Python2.x and 3.x maketrans and translate functions are used differently

2020-05-09 18:50:25
OfStack

The maketrans and translate functions are common methods for encoding string characters. The focus of this article is to demonstrate its basic usage and the differences between operations under different versions. The 2.X version mentioned in this article refers to the version 2.6 and above, and the 3.X version refers to the version 3.1 and above.
2.X basically divides strings into two types: unicode string and str 8-bit string. The 3.X version re-divides the string into the byte string bytes and the text string str, both of which are immutable, so a variable byte string type bytearray is added.
The 2.X version of the string type and str unicode type of a large number of methods are repeated, so 3.X version of the string module and str duplicate method is not recommended. There are also many useful constants and methods in the string module, such as string.digits, which can be easily used in string encoding.

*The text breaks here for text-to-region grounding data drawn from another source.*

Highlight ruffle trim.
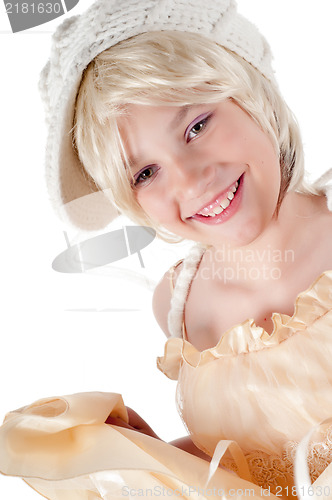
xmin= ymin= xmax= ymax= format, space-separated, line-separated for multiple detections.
xmin=157 ymin=270 xmax=332 ymax=380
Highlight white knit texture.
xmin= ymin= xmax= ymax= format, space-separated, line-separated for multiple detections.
xmin=167 ymin=244 xmax=205 ymax=338
xmin=39 ymin=0 xmax=274 ymax=229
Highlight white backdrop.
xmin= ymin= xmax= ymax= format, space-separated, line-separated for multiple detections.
xmin=0 ymin=1 xmax=331 ymax=497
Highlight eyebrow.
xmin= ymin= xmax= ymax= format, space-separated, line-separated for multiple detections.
xmin=128 ymin=105 xmax=192 ymax=170
xmin=167 ymin=105 xmax=191 ymax=132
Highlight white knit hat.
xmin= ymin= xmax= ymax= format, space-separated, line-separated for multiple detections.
xmin=40 ymin=0 xmax=274 ymax=230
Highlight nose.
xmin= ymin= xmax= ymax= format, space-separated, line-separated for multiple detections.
xmin=168 ymin=153 xmax=216 ymax=201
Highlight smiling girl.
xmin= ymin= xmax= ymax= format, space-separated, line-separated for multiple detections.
xmin=1 ymin=0 xmax=332 ymax=498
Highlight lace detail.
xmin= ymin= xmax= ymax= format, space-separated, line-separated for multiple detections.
xmin=221 ymin=451 xmax=293 ymax=495
xmin=220 ymin=428 xmax=332 ymax=495
xmin=285 ymin=426 xmax=332 ymax=482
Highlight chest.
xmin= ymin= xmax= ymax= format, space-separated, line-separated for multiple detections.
xmin=184 ymin=254 xmax=332 ymax=351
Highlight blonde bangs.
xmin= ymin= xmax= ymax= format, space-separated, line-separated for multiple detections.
xmin=73 ymin=31 xmax=318 ymax=240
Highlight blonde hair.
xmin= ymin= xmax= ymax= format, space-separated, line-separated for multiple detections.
xmin=73 ymin=31 xmax=318 ymax=240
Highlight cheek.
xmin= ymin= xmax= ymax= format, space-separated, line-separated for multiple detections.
xmin=209 ymin=125 xmax=243 ymax=159
xmin=136 ymin=190 xmax=174 ymax=225
xmin=262 ymin=145 xmax=281 ymax=193
xmin=247 ymin=131 xmax=281 ymax=190
xmin=254 ymin=157 xmax=281 ymax=215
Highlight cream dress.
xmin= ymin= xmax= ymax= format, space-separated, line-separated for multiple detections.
xmin=0 ymin=171 xmax=332 ymax=500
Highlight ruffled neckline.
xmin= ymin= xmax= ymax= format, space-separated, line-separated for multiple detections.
xmin=157 ymin=270 xmax=332 ymax=380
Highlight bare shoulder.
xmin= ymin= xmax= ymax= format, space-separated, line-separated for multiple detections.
xmin=152 ymin=261 xmax=183 ymax=338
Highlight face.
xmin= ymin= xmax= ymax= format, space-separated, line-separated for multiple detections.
xmin=120 ymin=100 xmax=281 ymax=248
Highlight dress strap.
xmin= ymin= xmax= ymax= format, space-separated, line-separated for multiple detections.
xmin=167 ymin=244 xmax=205 ymax=339
xmin=168 ymin=259 xmax=184 ymax=294
xmin=312 ymin=167 xmax=332 ymax=211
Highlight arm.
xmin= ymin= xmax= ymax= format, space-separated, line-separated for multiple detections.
xmin=104 ymin=273 xmax=172 ymax=437
xmin=170 ymin=436 xmax=211 ymax=461
xmin=106 ymin=408 xmax=210 ymax=461
xmin=105 ymin=407 xmax=160 ymax=439
xmin=106 ymin=266 xmax=178 ymax=432
xmin=152 ymin=263 xmax=210 ymax=459
xmin=107 ymin=263 xmax=208 ymax=457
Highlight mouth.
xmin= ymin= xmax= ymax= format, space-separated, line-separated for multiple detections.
xmin=189 ymin=174 xmax=244 ymax=225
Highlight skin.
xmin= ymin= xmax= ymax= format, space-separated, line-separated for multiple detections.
xmin=112 ymin=98 xmax=332 ymax=455
xmin=119 ymin=99 xmax=332 ymax=345
xmin=106 ymin=407 xmax=211 ymax=462
xmin=121 ymin=100 xmax=281 ymax=249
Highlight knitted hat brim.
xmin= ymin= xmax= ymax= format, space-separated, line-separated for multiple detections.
xmin=40 ymin=0 xmax=274 ymax=231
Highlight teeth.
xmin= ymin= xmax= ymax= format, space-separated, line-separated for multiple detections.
xmin=221 ymin=198 xmax=230 ymax=210
xmin=213 ymin=206 xmax=223 ymax=215
xmin=197 ymin=178 xmax=240 ymax=217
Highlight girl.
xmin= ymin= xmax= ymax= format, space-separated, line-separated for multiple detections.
xmin=1 ymin=0 xmax=332 ymax=498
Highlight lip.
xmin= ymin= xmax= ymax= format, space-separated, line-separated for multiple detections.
xmin=189 ymin=174 xmax=244 ymax=225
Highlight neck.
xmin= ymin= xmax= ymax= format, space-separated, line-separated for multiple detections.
xmin=207 ymin=191 xmax=325 ymax=287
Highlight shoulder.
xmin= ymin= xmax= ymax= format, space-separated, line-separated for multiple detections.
xmin=152 ymin=261 xmax=183 ymax=338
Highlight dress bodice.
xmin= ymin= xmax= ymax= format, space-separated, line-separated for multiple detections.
xmin=158 ymin=270 xmax=332 ymax=453
xmin=157 ymin=170 xmax=332 ymax=493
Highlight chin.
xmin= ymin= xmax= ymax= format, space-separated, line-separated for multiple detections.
xmin=229 ymin=221 xmax=268 ymax=248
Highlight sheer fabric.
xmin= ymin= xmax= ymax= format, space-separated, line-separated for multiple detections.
xmin=0 ymin=392 xmax=274 ymax=499
xmin=158 ymin=270 xmax=332 ymax=496
xmin=1 ymin=170 xmax=332 ymax=499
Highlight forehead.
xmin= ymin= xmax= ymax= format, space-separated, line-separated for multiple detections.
xmin=118 ymin=103 xmax=196 ymax=164
xmin=120 ymin=103 xmax=191 ymax=130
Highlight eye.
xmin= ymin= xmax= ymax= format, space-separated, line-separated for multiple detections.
xmin=185 ymin=113 xmax=211 ymax=142
xmin=134 ymin=165 xmax=158 ymax=186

2. Signatures of maketrans and translate functions in X:


  string.maketrans(from, to)

  string.translate(s, table[, deletechars])
  str.translate(table[, deletechars])
  unicode.translate(table)

3. Signatures of maketrans and translate functions in X:


  static str.maketrans(x[, y[, z]])
  static bytes.maketrans(from, to)
  static bytearray.maketrans(from, to)

  str.translate(map)
  bytes.translate(table[, delete])
  bytearray.translate(table[, delete])

It can be seen from that compared to the maketrans method of the string module of 2.X, three static methods are provided in 3.X to create the mapping table.
let's look at a simple example to illustrate the string conversion process:
2. Demo process under X:


  >>> import string                     # The import string The module 
  >>> map = string.maketrans('123', 'abc') # Create a mapping table that will contain the string '1','2','3' Replace with 'a','b','c'
  >>> s = '54321123789'                # The string before conversion 
  >>> s.translate(map)                  # Use the mapping table created map Converted string 
  '54cbaabc789'                        # The converted string

Demonstration process under 3.X


  >>> map = str.maketrans('123','abc')
  >>> s = '54321123789'
  >>> s.translate(map)
  '54cbaabc789'

2.X USES string's maketrans function, while 3.X USES str's maketrans function. Except for this point, the usage is basically the same. When you specify a character to delete from a string, the use is slightly different, as follows:
2. Demo process under X:


  >>> import string
  >>> map = string.maketrans('123', 'abc')
  >>> s = '54321123789'
  >>> s.translate(map, '78')        # In addition to the conversion, the characters in the string are also deleted '7','8'
  '54cbaabc9'               # The converted string has no characters '7','8'

3. Demo process under X:


  >>> map = str.maketrans('123','abc', '78')# The character to delete needs to be specified here 
  >>> s = '54321123789'
  >>> s.translate(map)
  '54cbaabc9'

While reading Python Cookbook, I came across an example based on the 2.X version, as follows


  import string
  def translator(frm='', to='', delete='', keep=None):
    if len(to) == 1:
      to = to * len(frm)
    trans = string.maketrans(frm, to)
    if keep is not None:
      allchars = string.maketrans('', '')
      delete = allchars.translate(allchars, keep.translate(allchars,delete))
    def translate(s):
      return s.translate(trans, delete)
    return translate

allchars should be a returned mapping table, why can you still call translate method, so it should be an str type, the test is as follows:


  >>> import string
  >>> map = string.maketrans('123', 'abc')
  >>> type(map)
  <type 'str'>

version 3.X version 3.X version 3.


  >>> map = str.maketrans('123','abc')
  >>> type(map)
  <class 'dict'>

Now that knows the type of the mapping table, we can "post-process" it, like example 1 in Python Cookbook above, to meet our coding requirements.

The string used in the example discussed above is composed of ASCII characters. If it is a byte type, the operation in X version is the same as that in X version. If it is of type unicode, 2.X requires the translate method of unicode, note the following code


  >>> print u"hallo".translate({97:u'e'})
  hello
  >>> print u"hallo".translate({'a':u'e'})
  hallo
  >>> print u"hallo".translate({u'a':u'e'})
  hallo

The reason why results are not the same is that according to the manual, the mapping table of unicode translate method is that the key of unicode must be the bit ordinal number of unicode, and the value can be the bit ordinal number of unicode, unicode string or None.